マ:「そーだよね。確かに今やんなきゃってことはある。あるんだけど……」
さ:「どうかしましたか?」
マ:「不安。本当に大事なことを忘れてるような気がする」
フ:「大事なことって?」
マ:「……わかんない。でもきっとあるんだよ、どっかに」
さ:「なんとなくわかる気がします。その、わからない、というところも含めて」
フ:「どうも、マリとさなにはついていけない。完全に電波トークじゃね? だいたいマリはどーしちゃったの? バカのクセに、気の効いたこと言えるんだね。フィナには全くわからないよ」
マ:「バカだから、ちょっとじっくり考えたいよね。きちんと考えないとわかんない気がするし」
フ:「要するに、今の仕事が、楽しくないってことでしょ?……フィナはむしろ楽しくやってるけどね。要は、慣れじゃね?」
さ:「さなは、楽しくはなりそうにないです、多分」
マ:「マリはそこんとこもよくわかんない。そもそも、楽しい楽しくないってなる理由もわかんない」
フ:「大丈夫? だいぶ疲れてるんじゃない」
マ:「かも知んない」
さ:「休み欲しいですね。一学期ほとんど休んでましたけど、また休みが欲しいです」
フ:「さなは今はがんばって体力をつけたら?」
マ:「休みグセをまず治したほうがいいよね」
さ:「お二人からの優しさも欲しいです……」
追い立てられるように、三人は次々と現地人の集落を巡ったが、半分ほどがすでにもぬけのからだった。
最後の集落も、現地人の姿はひとりもなかった。
司令官は信じられないとでも言った様子で、何度も首をひねっていた。不機嫌そうに言った。

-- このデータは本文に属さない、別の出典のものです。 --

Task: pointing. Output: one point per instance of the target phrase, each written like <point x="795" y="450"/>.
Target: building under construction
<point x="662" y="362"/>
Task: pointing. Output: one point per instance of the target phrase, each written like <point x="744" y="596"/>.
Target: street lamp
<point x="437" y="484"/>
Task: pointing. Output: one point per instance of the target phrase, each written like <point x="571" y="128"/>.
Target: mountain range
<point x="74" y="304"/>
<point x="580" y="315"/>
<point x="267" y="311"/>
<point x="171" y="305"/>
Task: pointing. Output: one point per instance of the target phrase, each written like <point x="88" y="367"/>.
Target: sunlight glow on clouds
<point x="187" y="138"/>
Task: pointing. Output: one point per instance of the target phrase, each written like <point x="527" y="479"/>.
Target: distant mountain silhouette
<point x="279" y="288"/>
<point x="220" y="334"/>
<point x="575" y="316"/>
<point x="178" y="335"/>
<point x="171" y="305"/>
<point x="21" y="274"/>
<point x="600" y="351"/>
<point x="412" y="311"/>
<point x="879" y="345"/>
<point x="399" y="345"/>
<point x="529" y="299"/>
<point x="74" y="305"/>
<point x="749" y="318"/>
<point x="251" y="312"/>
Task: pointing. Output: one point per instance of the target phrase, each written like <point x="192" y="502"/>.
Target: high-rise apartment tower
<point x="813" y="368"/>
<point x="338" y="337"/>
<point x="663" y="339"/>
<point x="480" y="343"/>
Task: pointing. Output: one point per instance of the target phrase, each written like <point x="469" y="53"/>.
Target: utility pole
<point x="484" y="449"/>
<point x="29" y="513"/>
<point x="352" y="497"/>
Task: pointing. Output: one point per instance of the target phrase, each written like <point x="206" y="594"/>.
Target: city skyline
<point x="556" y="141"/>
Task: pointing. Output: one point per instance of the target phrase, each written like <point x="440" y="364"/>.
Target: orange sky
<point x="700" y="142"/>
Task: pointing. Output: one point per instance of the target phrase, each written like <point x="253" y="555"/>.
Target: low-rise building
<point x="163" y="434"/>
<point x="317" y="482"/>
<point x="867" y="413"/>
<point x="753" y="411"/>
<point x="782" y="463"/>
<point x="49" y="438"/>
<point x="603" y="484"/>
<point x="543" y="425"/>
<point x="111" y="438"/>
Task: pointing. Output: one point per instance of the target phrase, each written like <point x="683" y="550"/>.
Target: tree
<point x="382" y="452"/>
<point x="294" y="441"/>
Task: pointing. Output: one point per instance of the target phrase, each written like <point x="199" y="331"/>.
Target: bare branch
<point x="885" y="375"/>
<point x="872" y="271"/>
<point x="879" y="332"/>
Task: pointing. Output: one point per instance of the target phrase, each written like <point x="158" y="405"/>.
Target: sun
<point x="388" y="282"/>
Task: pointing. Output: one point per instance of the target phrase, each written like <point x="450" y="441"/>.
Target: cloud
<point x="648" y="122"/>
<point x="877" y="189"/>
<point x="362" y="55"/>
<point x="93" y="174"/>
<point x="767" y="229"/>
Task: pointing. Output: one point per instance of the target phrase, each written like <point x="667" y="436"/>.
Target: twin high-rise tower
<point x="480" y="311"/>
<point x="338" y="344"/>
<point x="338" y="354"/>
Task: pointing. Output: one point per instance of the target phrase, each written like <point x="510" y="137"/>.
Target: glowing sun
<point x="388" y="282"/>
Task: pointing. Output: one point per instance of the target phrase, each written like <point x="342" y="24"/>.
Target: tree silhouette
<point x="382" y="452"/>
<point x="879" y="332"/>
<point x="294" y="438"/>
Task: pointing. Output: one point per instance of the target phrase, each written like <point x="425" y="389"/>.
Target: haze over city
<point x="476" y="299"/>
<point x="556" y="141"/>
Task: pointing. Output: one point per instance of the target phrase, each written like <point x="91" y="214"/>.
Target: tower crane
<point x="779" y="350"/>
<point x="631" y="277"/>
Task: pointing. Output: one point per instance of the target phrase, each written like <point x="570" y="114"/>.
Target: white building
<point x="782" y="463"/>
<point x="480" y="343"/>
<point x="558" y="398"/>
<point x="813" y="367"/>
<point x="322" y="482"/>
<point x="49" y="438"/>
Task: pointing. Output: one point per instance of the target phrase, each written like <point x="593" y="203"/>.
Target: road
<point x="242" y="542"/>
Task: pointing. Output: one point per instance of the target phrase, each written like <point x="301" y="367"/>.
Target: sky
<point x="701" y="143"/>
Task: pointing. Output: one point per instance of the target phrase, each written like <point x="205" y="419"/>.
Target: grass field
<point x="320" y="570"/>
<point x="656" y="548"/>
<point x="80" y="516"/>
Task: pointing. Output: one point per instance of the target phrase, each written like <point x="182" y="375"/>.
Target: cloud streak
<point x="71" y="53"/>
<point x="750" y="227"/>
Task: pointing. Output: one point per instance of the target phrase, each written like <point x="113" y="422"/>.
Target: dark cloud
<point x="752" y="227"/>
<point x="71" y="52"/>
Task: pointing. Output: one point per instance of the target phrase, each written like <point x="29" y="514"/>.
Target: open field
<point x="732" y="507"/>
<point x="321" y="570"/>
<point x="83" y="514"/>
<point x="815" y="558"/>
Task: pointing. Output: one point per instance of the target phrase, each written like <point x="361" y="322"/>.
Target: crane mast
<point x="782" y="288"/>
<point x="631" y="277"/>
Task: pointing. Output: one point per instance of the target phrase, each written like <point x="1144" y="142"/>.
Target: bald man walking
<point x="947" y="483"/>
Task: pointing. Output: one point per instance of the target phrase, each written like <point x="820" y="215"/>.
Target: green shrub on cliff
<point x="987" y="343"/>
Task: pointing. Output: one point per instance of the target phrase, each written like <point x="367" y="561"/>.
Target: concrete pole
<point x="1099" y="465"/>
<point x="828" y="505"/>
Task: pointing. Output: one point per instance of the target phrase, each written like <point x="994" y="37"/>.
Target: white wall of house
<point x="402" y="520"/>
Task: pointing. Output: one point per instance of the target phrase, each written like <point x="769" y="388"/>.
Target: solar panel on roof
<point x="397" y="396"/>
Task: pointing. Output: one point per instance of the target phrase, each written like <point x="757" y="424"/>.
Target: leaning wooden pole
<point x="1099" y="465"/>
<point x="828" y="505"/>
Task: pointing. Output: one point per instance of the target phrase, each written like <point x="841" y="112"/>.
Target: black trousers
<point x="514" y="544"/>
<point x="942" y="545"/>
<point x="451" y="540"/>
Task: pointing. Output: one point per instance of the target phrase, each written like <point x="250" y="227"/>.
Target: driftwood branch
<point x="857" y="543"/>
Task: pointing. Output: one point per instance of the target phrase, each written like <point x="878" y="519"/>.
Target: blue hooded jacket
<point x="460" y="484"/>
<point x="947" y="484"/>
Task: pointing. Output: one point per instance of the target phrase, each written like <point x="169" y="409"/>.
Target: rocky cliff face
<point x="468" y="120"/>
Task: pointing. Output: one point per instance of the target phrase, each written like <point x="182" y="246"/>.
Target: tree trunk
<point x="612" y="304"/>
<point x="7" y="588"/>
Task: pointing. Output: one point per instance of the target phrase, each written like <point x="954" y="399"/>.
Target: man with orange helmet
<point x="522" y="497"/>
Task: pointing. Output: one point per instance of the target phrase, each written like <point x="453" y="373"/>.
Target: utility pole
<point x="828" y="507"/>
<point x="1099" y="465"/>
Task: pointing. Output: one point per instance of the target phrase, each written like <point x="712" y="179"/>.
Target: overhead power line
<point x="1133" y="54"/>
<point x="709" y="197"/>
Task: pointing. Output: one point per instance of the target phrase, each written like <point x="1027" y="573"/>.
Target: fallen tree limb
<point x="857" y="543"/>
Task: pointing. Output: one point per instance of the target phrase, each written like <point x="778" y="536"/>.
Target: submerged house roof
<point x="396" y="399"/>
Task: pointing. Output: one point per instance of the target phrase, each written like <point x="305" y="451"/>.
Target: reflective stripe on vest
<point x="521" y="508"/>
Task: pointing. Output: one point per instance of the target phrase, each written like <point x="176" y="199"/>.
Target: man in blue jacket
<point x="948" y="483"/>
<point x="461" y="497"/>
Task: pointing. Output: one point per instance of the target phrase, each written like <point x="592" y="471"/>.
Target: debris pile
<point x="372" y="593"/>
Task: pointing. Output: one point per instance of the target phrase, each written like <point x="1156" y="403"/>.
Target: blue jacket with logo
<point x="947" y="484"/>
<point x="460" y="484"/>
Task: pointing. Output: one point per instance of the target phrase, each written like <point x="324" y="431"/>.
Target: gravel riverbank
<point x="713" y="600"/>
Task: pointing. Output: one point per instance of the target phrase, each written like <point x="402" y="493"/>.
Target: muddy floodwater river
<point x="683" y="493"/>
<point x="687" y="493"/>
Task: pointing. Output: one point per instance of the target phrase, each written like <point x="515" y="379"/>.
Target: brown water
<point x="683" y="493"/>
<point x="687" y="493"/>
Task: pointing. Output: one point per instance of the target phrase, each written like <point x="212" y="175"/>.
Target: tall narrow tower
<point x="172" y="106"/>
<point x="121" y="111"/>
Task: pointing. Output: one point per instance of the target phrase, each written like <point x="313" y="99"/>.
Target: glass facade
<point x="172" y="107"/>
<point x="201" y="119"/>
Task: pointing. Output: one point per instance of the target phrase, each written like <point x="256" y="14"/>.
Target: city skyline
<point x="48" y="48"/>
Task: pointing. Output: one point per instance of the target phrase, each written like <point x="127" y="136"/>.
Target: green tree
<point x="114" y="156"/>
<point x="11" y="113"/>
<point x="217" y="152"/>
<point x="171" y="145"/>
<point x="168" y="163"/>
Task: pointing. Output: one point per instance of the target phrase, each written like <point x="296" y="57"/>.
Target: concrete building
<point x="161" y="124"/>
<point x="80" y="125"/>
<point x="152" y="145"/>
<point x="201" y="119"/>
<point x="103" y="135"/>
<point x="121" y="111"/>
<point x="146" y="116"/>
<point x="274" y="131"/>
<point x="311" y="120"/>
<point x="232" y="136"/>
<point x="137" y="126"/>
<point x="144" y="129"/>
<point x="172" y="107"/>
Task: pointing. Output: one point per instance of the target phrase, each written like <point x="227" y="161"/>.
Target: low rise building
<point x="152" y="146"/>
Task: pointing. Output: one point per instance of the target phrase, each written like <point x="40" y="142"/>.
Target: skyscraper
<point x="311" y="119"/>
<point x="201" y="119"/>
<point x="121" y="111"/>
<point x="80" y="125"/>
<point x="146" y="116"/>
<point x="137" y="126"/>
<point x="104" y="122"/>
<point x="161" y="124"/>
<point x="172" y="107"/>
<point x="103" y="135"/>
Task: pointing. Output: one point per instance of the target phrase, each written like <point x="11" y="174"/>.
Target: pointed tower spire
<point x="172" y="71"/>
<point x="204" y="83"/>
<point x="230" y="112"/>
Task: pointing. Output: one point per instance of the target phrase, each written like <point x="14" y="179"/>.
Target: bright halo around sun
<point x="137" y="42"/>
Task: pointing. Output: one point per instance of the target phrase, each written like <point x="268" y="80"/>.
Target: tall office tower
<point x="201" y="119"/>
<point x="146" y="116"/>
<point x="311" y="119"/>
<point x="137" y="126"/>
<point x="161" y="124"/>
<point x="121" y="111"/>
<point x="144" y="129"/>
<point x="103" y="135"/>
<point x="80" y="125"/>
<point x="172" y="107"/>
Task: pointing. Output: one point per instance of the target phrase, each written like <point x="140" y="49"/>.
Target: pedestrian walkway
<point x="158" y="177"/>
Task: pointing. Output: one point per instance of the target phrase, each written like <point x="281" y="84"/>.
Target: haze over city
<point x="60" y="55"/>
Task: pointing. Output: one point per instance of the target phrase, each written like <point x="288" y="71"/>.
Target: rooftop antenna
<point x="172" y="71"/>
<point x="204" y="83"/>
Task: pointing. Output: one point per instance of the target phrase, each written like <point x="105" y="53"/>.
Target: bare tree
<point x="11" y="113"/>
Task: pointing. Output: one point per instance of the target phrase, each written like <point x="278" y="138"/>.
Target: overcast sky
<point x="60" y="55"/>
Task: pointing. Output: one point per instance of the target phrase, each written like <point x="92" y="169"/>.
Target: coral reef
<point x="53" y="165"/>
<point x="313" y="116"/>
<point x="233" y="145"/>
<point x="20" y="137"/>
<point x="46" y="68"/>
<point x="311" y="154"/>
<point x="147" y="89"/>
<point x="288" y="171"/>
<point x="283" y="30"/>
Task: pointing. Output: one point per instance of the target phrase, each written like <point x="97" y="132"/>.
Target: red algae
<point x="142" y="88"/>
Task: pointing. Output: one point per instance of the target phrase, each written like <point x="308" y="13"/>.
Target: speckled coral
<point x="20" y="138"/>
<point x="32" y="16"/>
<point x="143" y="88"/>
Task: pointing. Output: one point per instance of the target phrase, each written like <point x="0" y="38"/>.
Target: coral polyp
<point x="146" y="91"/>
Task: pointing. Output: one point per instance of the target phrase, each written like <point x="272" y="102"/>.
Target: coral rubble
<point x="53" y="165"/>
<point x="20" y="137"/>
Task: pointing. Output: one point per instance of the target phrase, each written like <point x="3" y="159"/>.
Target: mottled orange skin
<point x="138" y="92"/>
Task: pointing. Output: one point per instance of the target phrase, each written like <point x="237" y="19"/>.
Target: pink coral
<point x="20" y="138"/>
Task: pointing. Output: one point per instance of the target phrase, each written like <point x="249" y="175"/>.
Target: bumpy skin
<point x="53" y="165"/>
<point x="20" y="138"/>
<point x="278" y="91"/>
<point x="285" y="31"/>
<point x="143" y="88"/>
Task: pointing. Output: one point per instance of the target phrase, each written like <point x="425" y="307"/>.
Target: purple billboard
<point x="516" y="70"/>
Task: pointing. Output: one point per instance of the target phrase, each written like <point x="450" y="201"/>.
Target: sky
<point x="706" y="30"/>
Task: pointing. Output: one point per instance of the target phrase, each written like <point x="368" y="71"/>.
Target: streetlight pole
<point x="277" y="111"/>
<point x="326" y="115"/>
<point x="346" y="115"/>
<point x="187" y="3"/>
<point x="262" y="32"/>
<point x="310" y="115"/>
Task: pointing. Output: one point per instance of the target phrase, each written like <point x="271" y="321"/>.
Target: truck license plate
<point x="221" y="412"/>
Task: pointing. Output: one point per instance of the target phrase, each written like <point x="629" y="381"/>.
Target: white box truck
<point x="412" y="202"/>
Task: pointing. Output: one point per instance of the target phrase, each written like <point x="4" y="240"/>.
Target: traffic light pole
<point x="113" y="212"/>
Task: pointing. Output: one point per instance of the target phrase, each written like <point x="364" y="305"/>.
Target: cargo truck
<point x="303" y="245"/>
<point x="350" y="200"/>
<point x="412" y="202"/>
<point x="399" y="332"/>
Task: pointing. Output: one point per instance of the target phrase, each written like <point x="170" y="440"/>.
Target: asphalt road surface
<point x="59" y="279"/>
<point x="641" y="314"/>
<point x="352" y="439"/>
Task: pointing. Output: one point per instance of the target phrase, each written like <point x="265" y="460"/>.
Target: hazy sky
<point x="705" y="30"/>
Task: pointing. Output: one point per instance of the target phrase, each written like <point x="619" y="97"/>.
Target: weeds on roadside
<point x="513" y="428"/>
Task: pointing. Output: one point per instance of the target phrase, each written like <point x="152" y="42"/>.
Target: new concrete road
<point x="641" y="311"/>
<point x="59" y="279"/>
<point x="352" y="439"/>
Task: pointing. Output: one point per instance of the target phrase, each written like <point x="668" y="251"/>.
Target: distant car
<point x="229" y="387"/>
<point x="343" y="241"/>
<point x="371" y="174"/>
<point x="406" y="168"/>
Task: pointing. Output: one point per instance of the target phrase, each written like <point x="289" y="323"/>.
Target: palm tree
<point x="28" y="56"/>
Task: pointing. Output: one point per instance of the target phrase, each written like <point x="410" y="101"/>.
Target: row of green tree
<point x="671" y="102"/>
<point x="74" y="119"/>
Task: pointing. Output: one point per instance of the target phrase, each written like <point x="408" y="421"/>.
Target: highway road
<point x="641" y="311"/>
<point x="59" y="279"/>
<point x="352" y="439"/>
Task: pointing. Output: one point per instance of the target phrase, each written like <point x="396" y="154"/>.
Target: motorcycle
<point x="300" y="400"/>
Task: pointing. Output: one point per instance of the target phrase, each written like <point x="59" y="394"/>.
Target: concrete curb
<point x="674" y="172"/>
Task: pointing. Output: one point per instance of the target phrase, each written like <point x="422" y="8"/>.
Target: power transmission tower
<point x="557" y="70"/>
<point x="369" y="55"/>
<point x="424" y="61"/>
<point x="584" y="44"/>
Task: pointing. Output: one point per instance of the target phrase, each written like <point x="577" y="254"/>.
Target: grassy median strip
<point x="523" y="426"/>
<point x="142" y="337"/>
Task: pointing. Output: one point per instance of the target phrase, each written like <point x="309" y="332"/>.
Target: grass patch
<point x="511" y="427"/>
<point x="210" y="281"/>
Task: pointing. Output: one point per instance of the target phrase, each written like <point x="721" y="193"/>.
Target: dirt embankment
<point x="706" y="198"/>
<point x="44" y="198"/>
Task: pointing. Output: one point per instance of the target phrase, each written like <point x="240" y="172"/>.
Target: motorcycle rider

「斥候の奴ら、偵察中に現地人に気付かれたんじゃなかろうな? それとも、現地人どもは河岸の土地をあきらめたのか?」
開拓軍が駐屯している大河沿いにある土地は、広大な砂漠の中に希少な、肥沃な広い平地だった。
もともと現地人が小規模の都市を作っている中心的な場所であった。島嶼状のジャングルとは異なり、そこに繁茂する植物は容易に食用にでき、飲料水にもことかかない。現地人はもともと開拓軍に対しては非常に友好的で、食料や居住地、案内など援助を惜しまなかった。しかし、第一陣開拓軍は現地人の行為につけこみ、巧妙に土地へ入り込んだ上で、居住していた現地人の指導者を不意打ちで殺害、生存者を奴隷として捕獲した。
それ以来、現地人は、不倶戴天の敵へと変貌した。絶え間ない戦争を開拓軍に挑み、徐々に破滅に追い込んでいたのだった。
今回の大規模な戦闘で得た勝利をどれだけ有効に活用できるかによって、開拓軍の未来は変わるはずだった。
司令官は表情を不審で曇らせながら、兵を率いて帰途に着いた。彼らの背後には、おびただしい数の捕虜が数珠繋ぎに付き従っていた。三人の修身士たちが追い立て、集落から飛び出したところを捕獲された捕虜たちだった。その大半は体格が小さく、おそらく女性と子供のようだった。兵士たちは大戦果に浮かれていたのか、ときおり、軽口を叩き、笑い声を上げていた。司令官は特にとがめるでもなく、無言で戦騎にまたがっていた。